„Mein Bruder, sieh, die Welt ist weit“ – Georg-Trakl-Matinee in Hoyerswerda

Am Sonntag eröffnete der Hoyerswerdaer Kunstverein die Folge seiner diesjährigen Matineen mit einem Programm zur Erinnerung an Georg Trakl (1887- 1914). Unter dem Titel „Wenn die Glocken Frieden läuten“ stellten Jost Hasselhorn und Angelika Leonhardi (Dresden) Gedichte, Prosa und Auszüge aus Briefen dieses Schriftstellers vor. Der Gitarrist und Sänger Alejandro Leon Pellegrin begleitete die Lesung mit Improvisationen und Variationen, die den inhaltlichen Klang der Texte einfühlsam aufnahmen und die Impressionen des Dichters nachklingen ließen.

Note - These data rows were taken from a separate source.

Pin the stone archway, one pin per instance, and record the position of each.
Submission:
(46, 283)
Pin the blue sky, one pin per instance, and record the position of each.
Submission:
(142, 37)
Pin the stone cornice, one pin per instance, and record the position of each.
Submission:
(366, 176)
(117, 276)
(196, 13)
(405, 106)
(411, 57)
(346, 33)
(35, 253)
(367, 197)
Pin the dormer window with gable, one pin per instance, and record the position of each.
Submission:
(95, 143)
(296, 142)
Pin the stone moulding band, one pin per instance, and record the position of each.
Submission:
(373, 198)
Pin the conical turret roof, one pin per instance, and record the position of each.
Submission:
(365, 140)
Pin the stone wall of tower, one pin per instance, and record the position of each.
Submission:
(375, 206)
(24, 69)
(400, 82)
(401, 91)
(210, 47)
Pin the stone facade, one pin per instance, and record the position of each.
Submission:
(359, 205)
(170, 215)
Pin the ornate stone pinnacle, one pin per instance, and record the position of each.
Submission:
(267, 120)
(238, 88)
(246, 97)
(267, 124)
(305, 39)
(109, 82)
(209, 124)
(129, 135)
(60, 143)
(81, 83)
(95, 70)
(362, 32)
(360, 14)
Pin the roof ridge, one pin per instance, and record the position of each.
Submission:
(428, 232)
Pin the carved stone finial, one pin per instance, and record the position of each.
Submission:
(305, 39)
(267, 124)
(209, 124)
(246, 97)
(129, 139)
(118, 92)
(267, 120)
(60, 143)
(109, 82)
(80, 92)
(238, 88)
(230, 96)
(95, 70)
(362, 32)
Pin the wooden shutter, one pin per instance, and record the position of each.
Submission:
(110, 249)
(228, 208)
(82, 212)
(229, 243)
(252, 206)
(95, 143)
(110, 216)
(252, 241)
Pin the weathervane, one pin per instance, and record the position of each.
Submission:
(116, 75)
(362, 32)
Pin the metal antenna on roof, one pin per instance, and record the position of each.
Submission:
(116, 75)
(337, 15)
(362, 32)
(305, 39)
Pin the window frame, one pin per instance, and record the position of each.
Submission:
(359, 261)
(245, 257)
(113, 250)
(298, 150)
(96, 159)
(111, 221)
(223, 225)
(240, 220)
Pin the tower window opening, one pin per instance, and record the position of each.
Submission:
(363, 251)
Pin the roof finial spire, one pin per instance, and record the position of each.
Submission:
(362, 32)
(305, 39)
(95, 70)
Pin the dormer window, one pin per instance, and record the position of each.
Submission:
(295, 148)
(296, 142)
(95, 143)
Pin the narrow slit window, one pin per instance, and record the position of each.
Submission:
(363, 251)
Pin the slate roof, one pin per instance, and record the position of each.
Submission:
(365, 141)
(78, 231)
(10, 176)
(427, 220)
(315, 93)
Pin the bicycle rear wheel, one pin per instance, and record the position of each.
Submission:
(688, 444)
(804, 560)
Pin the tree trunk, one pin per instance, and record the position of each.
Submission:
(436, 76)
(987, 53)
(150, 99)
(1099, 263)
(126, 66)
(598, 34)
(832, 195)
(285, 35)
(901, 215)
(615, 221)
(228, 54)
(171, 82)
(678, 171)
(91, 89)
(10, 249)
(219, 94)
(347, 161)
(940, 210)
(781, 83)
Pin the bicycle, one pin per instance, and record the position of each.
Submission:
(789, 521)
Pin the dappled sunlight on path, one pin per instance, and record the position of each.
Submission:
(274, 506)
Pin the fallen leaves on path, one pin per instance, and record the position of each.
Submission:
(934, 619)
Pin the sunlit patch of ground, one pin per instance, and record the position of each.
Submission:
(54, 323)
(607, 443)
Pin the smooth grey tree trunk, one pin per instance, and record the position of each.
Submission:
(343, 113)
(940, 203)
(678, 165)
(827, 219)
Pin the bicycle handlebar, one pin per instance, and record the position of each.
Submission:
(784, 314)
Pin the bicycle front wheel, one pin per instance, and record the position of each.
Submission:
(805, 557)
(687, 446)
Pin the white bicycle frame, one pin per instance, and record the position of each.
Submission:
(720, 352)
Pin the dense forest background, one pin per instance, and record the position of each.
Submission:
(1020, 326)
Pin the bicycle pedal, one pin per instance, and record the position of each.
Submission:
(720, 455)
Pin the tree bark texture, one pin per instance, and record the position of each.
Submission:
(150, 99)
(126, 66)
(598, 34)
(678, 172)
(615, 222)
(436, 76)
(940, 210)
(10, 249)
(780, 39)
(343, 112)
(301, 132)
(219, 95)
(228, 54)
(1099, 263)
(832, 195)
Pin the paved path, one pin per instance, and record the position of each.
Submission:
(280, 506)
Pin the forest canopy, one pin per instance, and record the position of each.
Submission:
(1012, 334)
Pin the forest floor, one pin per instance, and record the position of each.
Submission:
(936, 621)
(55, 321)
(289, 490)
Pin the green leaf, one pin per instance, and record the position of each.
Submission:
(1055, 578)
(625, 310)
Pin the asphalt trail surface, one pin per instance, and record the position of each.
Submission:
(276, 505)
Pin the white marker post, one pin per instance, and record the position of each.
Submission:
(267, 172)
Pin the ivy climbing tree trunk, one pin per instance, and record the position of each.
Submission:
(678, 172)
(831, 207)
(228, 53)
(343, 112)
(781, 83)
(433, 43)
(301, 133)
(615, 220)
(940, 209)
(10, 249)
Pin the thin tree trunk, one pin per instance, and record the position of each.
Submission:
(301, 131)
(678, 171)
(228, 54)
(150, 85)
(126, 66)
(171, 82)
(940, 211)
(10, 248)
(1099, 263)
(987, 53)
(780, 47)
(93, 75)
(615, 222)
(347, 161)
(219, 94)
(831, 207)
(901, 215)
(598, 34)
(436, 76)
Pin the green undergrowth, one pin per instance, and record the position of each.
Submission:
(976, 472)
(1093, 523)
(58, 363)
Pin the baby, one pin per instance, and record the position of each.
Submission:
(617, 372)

Das Programm folgte den Motiven des Dichters, der bereits im Alter von 27 Jahren im ersten Weltkrieg starb: Kindheit, Die Schwester, Traumland und Tod. Jost Hasselhorn füg te den einzelnen Gruppen kurze, biographische Hinweise hinzu, die eine hilfreiche Brücke zu dem Aussage kräftigen, übersichtlich gestalteten Programmzettel bildeten. Von dem frühen Gedicht „Kindheit“: „Voll Früchten der Hollunder; ruhig wohnte die Kindheit in blauer Höhle“ spannte sich ein Bogen bis zu dem letzten „Grodek“: „Am Abend tönen die herbstlichen Wälder von tötlichen Waffen..umfängt die Nacht strebende Krieger.“ Für Zuhörer heute ahnt ein Künstler vorausschauend das Ende jener Zeit, leidet und scheitert daran. Doch die Klänge seiner Gedichte bleiben erhalten, seine Sprachbilder wurden zu einem Maß für spätere Dichter. Seine Lieder mahnen, „die Glocken (mögen) Frieden läuten“, auch in unserer ruhelosen Zeit. Es gilt, Einsamen zu helfen, jedem auf seine Weise, aufmerksam, freundlich, verständnisvoll. Nicht Gewalt bringt Hilfe zum Guten, sondern beharrliche, unbeugsame Freundlichkeit, oder wie Trakl sagt „Gewaltig endet so das Jahr/ Mit goldnem Wein und Frucht der Gärten. Rund schweigen Wälder wunderbar/ Und sind des einsamen Gefährten.“
Selbst Karl Kraus, der strenge Literatur- und Zeitkritiker, Oskar Kokoschka, der Maler, und andere Zeitgenossen schätzten den Dichter und sein Talent. Umso wichtiger ist es, seinem Ruf „Mein Bruder, sieh, die Welt ist weit“ zu folgen. Die sonntäglichen Matineen des Kunstvereins werden diesem Anliegen gerecht, sie sind kein Zeitvertreib, keine Bildungsreise, sie schenken Freude an Sprachkunst und Musik, ermutigen zu Gemeinsamkeit im Alltag. Die nächste Matinee des Kunstvereins ist dem Dichter Friedrich Hölderlin gewidmet.